FIG. 4 illustrates a partial top-down view of an array of radiating elements disposed in a symmetrical rectangular lattice that constructively disposes the radiating elements in a non-equilateral triangular lattice according to various embodiments.

An array 400 including radiating elements 406, 408, 410, 412 may be symmetric about an X-axis 404. The array 400 including radiating elements 406, 408, 410, 412 may be symmetric about a Y-axis 402. The array 400 including radiating elements 406, 408, 410, 412 may be symmetric about the X-axis 404 and the Y-axis 402. The radiating elements 406, 408, 410, 412 may be constructively disposed in a non-equilateral triangle by skewing metal layers/components of the radiating elements 406, 408, 410, 412 in the X-direction or the Y-direction. Radiating elements 406, 408, 410, 412 may be disposed wholly in one quadrant (for example, radiating element 406), disposed in two quadrants (for example, radiating element 408), disposed in four quadrants (for example, radiating element 412), or the like. Some radiating elements may be partially formed and may not be used (for example, radiating element 410). Partially formed radiating elements along edges of the array 400 may be unused. An area of each of the radiating elements 406, 408, 410, 412 is greater than 0.25λ², for example, 0.3125λ². The symmetric design of array 400 improves performance: return loss, mutual coupling, and co-polarization.

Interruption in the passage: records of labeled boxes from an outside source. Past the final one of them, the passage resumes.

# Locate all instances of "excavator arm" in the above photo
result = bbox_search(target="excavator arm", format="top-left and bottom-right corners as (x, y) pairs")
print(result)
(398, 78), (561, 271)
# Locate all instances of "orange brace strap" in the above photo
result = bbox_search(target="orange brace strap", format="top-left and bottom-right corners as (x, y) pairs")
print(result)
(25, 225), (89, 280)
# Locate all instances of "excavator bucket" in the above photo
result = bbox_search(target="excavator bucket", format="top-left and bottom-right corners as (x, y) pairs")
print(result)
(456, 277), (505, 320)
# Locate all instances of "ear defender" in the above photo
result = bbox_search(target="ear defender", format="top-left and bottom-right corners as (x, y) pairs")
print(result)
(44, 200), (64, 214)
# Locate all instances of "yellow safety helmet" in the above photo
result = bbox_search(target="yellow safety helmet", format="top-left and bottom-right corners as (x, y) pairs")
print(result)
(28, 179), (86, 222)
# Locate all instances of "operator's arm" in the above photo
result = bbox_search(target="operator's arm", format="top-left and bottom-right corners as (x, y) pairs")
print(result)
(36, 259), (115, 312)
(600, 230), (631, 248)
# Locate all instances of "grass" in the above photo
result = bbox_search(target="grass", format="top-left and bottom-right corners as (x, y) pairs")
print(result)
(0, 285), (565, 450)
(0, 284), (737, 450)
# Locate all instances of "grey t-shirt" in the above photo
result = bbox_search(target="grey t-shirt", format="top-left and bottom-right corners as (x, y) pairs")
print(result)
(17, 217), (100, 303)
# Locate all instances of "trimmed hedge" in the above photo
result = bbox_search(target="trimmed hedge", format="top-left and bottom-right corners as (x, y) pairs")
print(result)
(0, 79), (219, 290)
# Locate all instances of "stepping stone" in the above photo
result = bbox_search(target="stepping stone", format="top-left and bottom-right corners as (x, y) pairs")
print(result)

Although the subject matter has been described in language specific to structural features and/or methodological acts, it is to be understood that the subject matter in the appended claims is not necessarily limited to the specific features or acts described above. Rather, the specific features and acts described above are disclosed as example forms of implementing the claims. Other configurations of the described embodiments are part of the scope of this disclosure. Further, implementations consistent with the subject matter of this disclosure may have more or fewer acts than as described or may implement acts in a different order than as shown. Accordingly, the appended claims and their legal equivalents should only define the invention, rather than any specific examples given.

Claims

1. A radiating element comprising:

Higher order Floquet Structure (HOFS) layers comprising a top PCB metal layer, a mid PCB metal layer, and a low PCB metal layer;

component layers comprising electronics to connect to the HOFS layers; and

a unit cell constructively defined by the HOFS layers,

wherein the unit cell is capable of operating as a transceiver, the unit cell has an operating range of 10.7 GHz to 14.5 GHz, and an area of the unit cell is 0.3125λ2.

2. The radiating element of claim 1, wherein each of the HOFS layers comprises a metal layer comprising a feature trace and gap widths of about 6 mils or greater.

3. The radiating element of claim 1, wherein each of the HOFS layers comprises a substrate having a dielectric constant ranging from 3.0 to 3.7.

4. The radiating element of claim 3, wherein the substrate comprises a Rogers 4835 material.

5. The radiating element of claim 3, wherein the substrate comprises a low loss FR-4 material.

6. The radiating element of claim 1, wherein the component layers and the HOFS layers are affixed to each other with an adhesive.

7. The radiating element of claim 1, wherein the unit cell is configured to operate with a scan angle θ from 0° to 50° and a φ scan angle from 0° and 360°.

8. The radiating element of claim 1, wherein the component layers and the HOFS layers jointly have a cross-section depth between 100 mils and 450 mils.

9. The radiating element of claim 1, wherein the unit cell comprises a plurality of unit cells disposed in a non-equilateral triangular lattice.

10. The radiating element of claim 9, wherein the plurality of unit cells are formed by symmetrical metal layers about a vertical axis and a horizontal axis, and the symmetrical metal layers constructively form the non-equilateral triangular lattice.

11. The radiating element of claim 10, wherein each of the plurality of unit cells is configured to operate with a scan angle θ from 0° to 50° and a φ scan angle from 0° and 360°.

12. The radiating element of claim 10, wherein each of the HOFS layers comprises a substrate having a dielectric constant ranging from 3.0 to 3.7.